Tidak mudah mengajar anak berkebutuhan khusus, kudu sabar dan menguras tenaga. Tapi Hafiz mampu menjalaninya sejak 2015 silam.
Oleh: BAYU ADITYA RAHMAN, Banjarbaru Selatan
Rabu (25/10) pagi, terdengar bunyi bel di Sekolah Dasar Negeri (SDN) 1 Guntung Paikat Banjarbaru. Itu tandanya para murid harus memasuki kelas untuk memulai pembelajaran.
Radar Banjarmasin datang ke sana untuk mendatangi guru pendamping anak berkebutuhan khusus (ABK) di kelas enam. Saat wartawan tiba, guru bernama Hafiz itu sedang menunggu di depan pintu kelas, rupanya para murid dan guru kelas sedang membaca doa sebelum mulai pembelajaran.
Setelah doa selesai, Hafiz masuk kelas dan mendatangi dua murid yang duduk di barisan kursi belakang. Kedua murid itu merupakan ABK yang sekolah di sana. “Sebenarnya ada tiga murid ABK di kelas enam ini, tapi satunya enggak masuk,” ucapnya.
Ketika pembelajaran dimulai, ia fokus memberikan pelajaran secara khusus kepada dua anak tersebut.
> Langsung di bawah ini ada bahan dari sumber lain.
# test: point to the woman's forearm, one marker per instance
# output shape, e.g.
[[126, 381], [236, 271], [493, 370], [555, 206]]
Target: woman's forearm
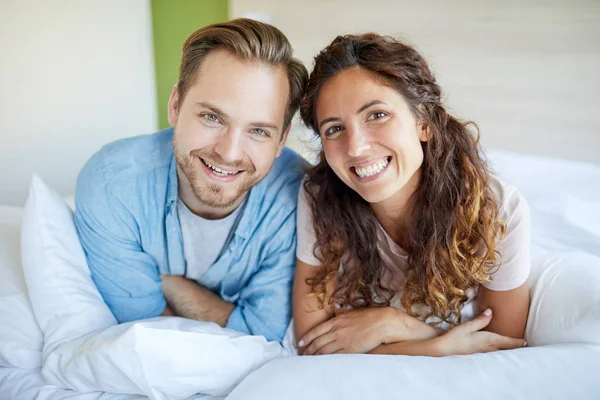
[[403, 327], [425, 347]]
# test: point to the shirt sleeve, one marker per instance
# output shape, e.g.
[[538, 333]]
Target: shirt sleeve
[[264, 306], [514, 249], [126, 276], [305, 230]]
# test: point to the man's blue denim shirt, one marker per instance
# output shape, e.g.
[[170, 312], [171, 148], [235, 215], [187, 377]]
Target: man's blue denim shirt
[[126, 217]]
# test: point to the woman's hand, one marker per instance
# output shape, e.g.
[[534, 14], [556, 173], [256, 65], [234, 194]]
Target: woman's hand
[[468, 338], [360, 331]]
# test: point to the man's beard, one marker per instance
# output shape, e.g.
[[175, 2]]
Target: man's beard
[[212, 194]]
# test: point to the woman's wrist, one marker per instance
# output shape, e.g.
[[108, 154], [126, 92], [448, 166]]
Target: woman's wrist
[[400, 327]]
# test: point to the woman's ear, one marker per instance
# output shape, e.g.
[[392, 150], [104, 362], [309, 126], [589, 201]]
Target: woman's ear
[[424, 132]]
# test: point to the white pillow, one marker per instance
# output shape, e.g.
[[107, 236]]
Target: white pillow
[[86, 350], [565, 299], [166, 357], [65, 300], [20, 336]]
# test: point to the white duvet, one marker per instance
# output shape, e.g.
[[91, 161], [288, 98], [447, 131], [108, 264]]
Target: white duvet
[[177, 358]]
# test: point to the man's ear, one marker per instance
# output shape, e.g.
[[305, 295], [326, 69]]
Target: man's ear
[[174, 106], [283, 140]]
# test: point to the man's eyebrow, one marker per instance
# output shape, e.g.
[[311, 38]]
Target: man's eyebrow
[[265, 125], [213, 108]]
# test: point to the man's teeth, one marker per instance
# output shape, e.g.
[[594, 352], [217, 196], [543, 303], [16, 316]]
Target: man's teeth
[[371, 169], [219, 171]]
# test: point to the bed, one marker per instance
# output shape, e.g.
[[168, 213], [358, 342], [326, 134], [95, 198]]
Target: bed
[[40, 359]]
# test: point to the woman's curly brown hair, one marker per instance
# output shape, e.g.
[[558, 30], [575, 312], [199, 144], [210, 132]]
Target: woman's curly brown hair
[[453, 242]]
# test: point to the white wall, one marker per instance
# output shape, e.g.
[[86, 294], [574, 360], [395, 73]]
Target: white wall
[[74, 75], [528, 72]]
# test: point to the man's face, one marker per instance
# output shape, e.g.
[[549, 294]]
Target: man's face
[[228, 128]]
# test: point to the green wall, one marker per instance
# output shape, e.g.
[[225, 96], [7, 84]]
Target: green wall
[[172, 22]]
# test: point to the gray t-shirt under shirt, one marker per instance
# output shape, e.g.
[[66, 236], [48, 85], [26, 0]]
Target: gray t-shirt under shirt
[[203, 239]]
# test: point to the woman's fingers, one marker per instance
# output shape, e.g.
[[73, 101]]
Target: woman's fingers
[[319, 343], [477, 324], [315, 332]]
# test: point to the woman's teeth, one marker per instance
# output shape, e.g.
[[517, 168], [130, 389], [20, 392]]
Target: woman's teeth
[[371, 169]]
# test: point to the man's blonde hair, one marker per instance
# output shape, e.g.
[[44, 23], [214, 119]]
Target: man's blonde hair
[[250, 40]]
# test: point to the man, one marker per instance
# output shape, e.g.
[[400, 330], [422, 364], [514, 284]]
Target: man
[[199, 221]]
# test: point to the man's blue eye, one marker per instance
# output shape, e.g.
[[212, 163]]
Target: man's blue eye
[[334, 129], [211, 118], [377, 115]]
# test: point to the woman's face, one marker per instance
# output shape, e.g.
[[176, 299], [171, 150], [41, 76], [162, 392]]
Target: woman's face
[[371, 138]]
Waktu itu, mata pelajarannya matematika.
Hafiz tampak aktif menggerakkan tangannya untuk menjelaskan tentang diameter lingkaran agar perhatian kedua anak itu tetap terfokus padanya. “Memang begitu kita harus aktif juga,” jelasnya kepada Radar Banjarmasin.
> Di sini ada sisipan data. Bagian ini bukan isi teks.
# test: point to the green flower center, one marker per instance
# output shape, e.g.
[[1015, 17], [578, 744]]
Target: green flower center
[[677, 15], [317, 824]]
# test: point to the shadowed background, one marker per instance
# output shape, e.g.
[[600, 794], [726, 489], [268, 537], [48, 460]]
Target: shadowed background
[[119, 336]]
Hafiz sudah sekitar sembilan tahun menjadi guru pendamping di SDN 1 Guntung Paikat, setelah SK PNS-nya keluar pada 2015 silam. “Penempatan langsung di sini, dari awal menjadi tenaga pendidik ABK,” katanya.
SDN 1 Guntung Paikat memang salah satu sekolah di Banjarbaru yang menerapkan sekolah inklusi atau sekolah yang dapat mengakomodasi ABK agar dapat mengenyam pendidikan sama dengan anak lainnya.
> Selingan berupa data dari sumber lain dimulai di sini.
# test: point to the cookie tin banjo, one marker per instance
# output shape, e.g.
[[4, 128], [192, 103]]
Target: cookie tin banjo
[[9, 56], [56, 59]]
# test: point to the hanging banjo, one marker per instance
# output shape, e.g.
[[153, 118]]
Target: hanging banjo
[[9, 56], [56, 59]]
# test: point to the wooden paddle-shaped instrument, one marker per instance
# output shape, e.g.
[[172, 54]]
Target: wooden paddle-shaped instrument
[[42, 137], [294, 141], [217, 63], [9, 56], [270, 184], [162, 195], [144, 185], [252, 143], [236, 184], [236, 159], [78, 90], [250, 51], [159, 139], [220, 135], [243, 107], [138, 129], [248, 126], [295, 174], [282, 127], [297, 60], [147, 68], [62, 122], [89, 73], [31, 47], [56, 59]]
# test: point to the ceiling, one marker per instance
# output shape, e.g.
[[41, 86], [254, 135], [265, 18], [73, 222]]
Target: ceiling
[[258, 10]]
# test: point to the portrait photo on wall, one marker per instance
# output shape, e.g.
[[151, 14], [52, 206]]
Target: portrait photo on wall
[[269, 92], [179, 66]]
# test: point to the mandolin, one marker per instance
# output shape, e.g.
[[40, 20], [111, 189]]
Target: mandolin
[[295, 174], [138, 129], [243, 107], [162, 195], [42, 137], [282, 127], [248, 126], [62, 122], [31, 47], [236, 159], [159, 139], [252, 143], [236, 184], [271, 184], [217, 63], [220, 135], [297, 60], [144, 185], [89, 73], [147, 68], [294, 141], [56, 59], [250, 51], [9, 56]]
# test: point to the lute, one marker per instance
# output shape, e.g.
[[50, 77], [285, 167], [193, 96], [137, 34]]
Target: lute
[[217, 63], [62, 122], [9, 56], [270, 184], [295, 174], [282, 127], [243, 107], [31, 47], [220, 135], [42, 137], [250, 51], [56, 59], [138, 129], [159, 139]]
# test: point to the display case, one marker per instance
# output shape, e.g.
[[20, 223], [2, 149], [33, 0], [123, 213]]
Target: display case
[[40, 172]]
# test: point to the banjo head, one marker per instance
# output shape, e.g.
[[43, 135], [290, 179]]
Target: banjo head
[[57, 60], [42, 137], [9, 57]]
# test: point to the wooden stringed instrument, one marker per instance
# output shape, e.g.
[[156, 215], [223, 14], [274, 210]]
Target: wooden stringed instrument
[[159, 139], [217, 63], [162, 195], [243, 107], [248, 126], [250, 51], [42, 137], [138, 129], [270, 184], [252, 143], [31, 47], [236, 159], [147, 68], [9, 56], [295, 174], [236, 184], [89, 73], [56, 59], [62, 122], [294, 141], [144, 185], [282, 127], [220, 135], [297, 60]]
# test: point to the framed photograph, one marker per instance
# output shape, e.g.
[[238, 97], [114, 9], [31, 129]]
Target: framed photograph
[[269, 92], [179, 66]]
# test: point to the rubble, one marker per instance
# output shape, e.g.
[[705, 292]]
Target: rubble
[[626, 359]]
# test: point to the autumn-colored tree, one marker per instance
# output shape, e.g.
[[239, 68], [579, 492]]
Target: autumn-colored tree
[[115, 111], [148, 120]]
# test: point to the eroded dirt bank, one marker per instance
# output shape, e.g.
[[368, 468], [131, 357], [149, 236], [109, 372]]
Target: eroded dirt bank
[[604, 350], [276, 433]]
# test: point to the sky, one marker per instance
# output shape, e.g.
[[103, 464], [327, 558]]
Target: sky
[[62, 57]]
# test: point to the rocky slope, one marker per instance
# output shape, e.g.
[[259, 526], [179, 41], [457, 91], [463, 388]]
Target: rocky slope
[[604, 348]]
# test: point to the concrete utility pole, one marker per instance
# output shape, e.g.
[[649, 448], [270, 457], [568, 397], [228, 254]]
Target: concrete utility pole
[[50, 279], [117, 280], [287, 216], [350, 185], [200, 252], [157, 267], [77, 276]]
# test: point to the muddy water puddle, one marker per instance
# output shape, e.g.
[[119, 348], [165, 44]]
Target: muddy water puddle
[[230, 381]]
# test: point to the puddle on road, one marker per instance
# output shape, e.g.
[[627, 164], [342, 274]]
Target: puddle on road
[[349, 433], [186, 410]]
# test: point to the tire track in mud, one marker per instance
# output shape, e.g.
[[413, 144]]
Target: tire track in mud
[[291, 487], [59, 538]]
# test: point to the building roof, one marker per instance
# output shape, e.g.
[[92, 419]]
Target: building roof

Selain sebagai guru pendamping, ia juga bertugas sebagai konselor bagi guru kelas dan guru bidang di sekolah itu untuk memberikan pengertian tentang strategi atau metode pembelajaran yang tepat kepada ABK.
“Kami sebagai pendamping datang ketika anak sudah tak bisa ditangani secara umum lagi, dan dipisahkan ke kelas khusus,” ucap alumni Universitas Negeri Jakarta jurusan pendidikan luar biasa tersebut.
Hafiz menceritakan, minat dan ketertarikannya menjadi pengajar ABK ialah karena melihat sepupunya yang juga guru di Sekolah Luar Biasa (SLB).
Namun pengalaman mendidik ABK menurutnya sangat menguras tenaga, harus sabar dan juga perlu pengertian khusus dari hati untuk mengerti keinginan murid.
“Ada yang sengaja kencing di celana untuk alasan dia bisa pulang. Sebagai akal-akalan gitu, tapi saya biarkan dengan memberi pengertian kepadanya. Sampai akhirnya berubah dan bisa kencing ke toilet sendiri,” kisahnya.
“Kalau kena tendang, diludahi itu sudah sering terjadi. Ketika itu terjadi ya saya harus mendidik mereka dengan sabar, karena sudah menjadi kewajiban bagi saya,” lanjutnya. (Bersambung)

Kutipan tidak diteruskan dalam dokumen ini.